Microb Genom. 2024 Aug;10(8). doi: 10.1099/mgen.0.001280.
Investigating the genomic epidemiology of major bacterial pathogens is integral to understanding transmission, evolution, colonization, disease, antimicrobial resistance and vaccine impact. Furthermore, the recent accumulation of large numbers of whole genome sequences for many bacterial species enhances the development of robust genome-wide typing schemes to define the overall bacterial population structure and lineages within it. Using the previously published data, we developed the Pneumococcal Genome Library (PGL), a curated dataset of 30 976 genomes and contextual data for carriage and disease pneumococci recovered between 1916 and 2018 in 82 countries. We leveraged the size and diversity of the PGL to develop a core genome multilocus sequence typing (cgMLST) scheme comprised of 1222 loci. Finally, using multilevel single-linkage clustering, we stratified pneumococci into hierarchical clusters based on allelic similarity thresholds and defined these with a taxonomic life identification number (LIN) barcoding system. The PGL, cgMLST scheme and LIN barcodes represent a high-quality genomic resource and fine-scale clustering approaches for the analysis of pneumococcal populations, which support the genomic epidemiology and surveillance of this leading global pathogen.

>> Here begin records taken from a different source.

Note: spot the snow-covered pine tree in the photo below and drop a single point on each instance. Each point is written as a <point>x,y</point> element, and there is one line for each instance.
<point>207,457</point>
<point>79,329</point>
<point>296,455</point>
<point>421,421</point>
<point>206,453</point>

研究主要细菌病原体的基因组流行病学对于理解传播、进化、定植、疾病、抗生素耐药性和疫苗影响至关重要。此外,最近大量的细菌全基因组序列的积累增强了开发稳健的全基因组分型方案的能力,以定义细菌种群的整体结构及其内部的谱系。利用之前发表的数据,我们开发了肺炎球菌基因组文库(PGL),这是一个经过策展的数据集,包含 30976 个基因组以及 1916 年至 2018 年间在 82 个国家采集的携带和引起疾病的肺炎球菌的背景数据。我们利用 PGL 的规模和多样性,开发了一个由 1222 个基因座组成的核心基因组多位点序列分型(cgMLST)方案。最后,我们使用多层次单链接聚类,根据等位基因相似性阈值将肺炎球菌分层为层次聚类,并使用分类生命识别号码(LIN)条形码系统对其进行定义。PGL、cgMLST 方案和 LIN 条形码代表了一个高质量的基因组资源和用于肺炎球菌群体分析的精细聚类方法,支持该主要全球病原体的基因组流行病学和监测。